Antitrust Suit Takes on Amazon’s ‘Minimum Margin Agreements’


A class action filed against Amazon.com Inc. claims that its contractual agreements with suppliers are anticompetitive because they raise consumer prices by immunizing Amazon from competition from other retailers. In addition to state law antitrust violations, the complaint says that the minimum margin agreements (MMAs) violate Section 1 of the Sherman Act’s prohibition against price-fixing by setting a de facto minimum retail price for the products under agreement.

The lawsuit explains how the agreements serve Amazon while disserving its rivals and customers. “Under the MMAs, Amazon suppliers guarantee both that Amazon will be able to price the supplier’s product competitively against other online competition at least 95% of the time and that Amazon will receive a minimum margin on each sale regardless of the actual price that Amazon sells the product at retail,” the filing says.

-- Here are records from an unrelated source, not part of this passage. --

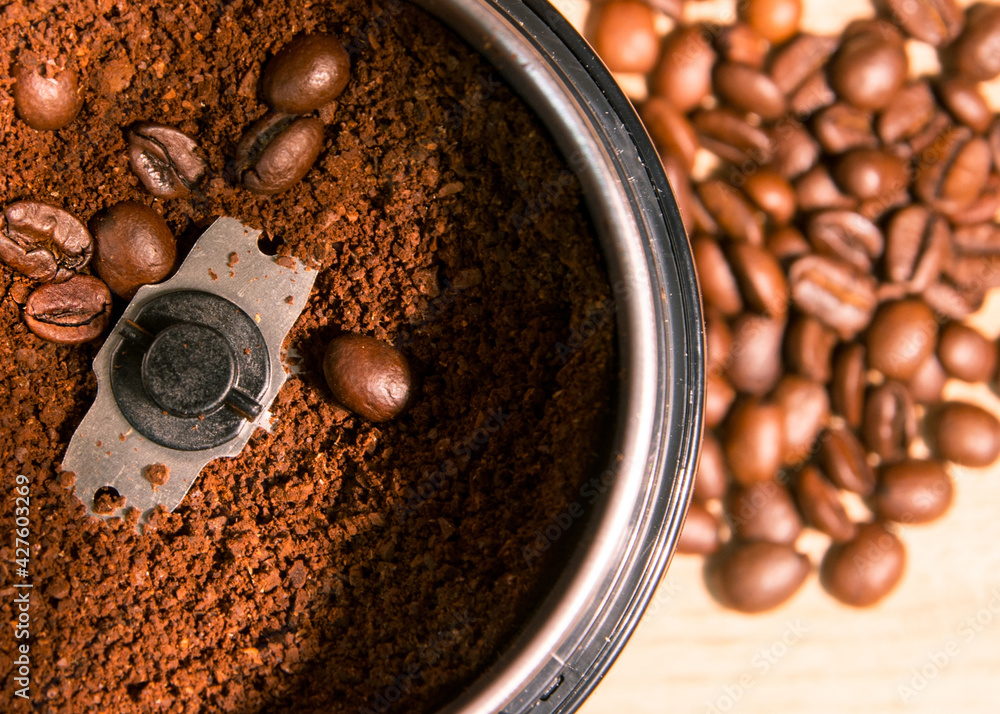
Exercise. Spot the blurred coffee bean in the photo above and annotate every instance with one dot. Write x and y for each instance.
(168, 162)
(913, 491)
(133, 246)
(756, 576)
(43, 242)
(683, 75)
(843, 459)
(70, 312)
(890, 422)
(865, 569)
(967, 354)
(834, 292)
(754, 440)
(763, 511)
(966, 434)
(900, 338)
(306, 74)
(821, 506)
(700, 535)
(46, 99)
(277, 152)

The upshot is that Amazon shifts the risk of profit margin losses to its suppliers, thereby ensuring that suppliers adopt a floor price for their products market-wide, the complaint says. The lawsuit says that the e-commerce company polices the agreements by requiring its suppliers to compensate it monthly “for any lost margins necessitated by lowering its retail price to match a competitor.”

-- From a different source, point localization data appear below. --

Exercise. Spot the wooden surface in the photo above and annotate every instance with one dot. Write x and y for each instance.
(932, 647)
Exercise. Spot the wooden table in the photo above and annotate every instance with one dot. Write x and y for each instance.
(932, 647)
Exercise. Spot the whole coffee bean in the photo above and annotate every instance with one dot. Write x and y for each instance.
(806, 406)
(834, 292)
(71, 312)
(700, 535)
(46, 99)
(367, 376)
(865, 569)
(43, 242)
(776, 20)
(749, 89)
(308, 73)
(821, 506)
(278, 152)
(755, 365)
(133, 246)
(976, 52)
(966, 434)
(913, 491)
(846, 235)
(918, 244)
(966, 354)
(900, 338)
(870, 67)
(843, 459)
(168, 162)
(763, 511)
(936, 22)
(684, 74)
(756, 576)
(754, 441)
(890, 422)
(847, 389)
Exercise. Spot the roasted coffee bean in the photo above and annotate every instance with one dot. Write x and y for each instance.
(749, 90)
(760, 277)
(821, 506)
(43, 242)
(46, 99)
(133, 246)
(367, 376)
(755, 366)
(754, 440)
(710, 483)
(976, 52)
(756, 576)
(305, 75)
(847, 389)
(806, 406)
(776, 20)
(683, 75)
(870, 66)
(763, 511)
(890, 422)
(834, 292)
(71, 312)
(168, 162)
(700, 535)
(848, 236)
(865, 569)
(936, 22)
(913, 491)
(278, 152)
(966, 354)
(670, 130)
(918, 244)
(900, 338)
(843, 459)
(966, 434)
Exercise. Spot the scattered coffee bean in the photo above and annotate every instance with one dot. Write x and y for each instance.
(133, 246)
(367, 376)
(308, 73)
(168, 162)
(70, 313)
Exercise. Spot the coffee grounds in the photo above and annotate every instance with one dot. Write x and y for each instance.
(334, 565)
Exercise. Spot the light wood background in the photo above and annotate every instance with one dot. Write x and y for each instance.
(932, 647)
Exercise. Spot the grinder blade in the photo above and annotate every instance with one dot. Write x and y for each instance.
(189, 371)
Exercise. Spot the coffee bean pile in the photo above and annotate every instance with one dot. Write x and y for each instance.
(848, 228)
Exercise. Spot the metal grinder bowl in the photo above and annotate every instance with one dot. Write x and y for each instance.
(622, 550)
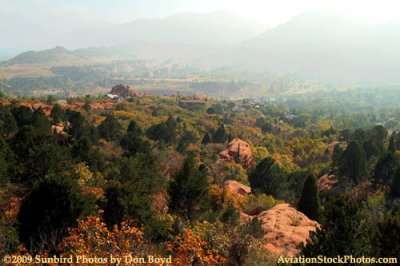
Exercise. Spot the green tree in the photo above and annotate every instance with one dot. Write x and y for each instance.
(309, 203)
(395, 186)
(57, 114)
(220, 135)
(385, 169)
(133, 144)
(392, 143)
(53, 205)
(206, 139)
(389, 228)
(8, 126)
(134, 128)
(110, 128)
(22, 115)
(188, 190)
(37, 155)
(40, 121)
(130, 195)
(268, 178)
(344, 230)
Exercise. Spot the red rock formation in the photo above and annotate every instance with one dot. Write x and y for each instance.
(124, 91)
(285, 229)
(236, 189)
(238, 146)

The lawsuit calls the MMAs a “naked restraint” under the Sherman Act and a “per se” violation of California’s Cartwright Act and the Maryland Antitrust Act. The plaintiffs, four Californian consumers and a Marylander, all Amazon Prime members who have claimed to have spent between $2,000 and $26,000 on Amazon shopping annually, seek to represent a nationwide class and unspecified state subclasses.

The nationwide class definition covers “All persons who, on or after July 13, 2018, purchased goods from Amazon subject to its minimum margin agreements.” The plaintiffs and putative classes are represented by Hagens Berman Sobol Shapiro LLP.

Notably, other lawsuits have taken on Amazon over its pricing practices. One, filed by a consumer in June, alleges that Amazon shoppers absorb Amazon’s “referral fees,” or commissions charged to third-party sellers by the platform. Another suit, in which briefing is underway in Amazon’s second dismissal bid, echoes allegations in this week’s suit. It contends that the e-commerce titan enforces a price floor for third-party sellers across online platforms, preventing parties from undercutting a good’s Amazon price elsewhere.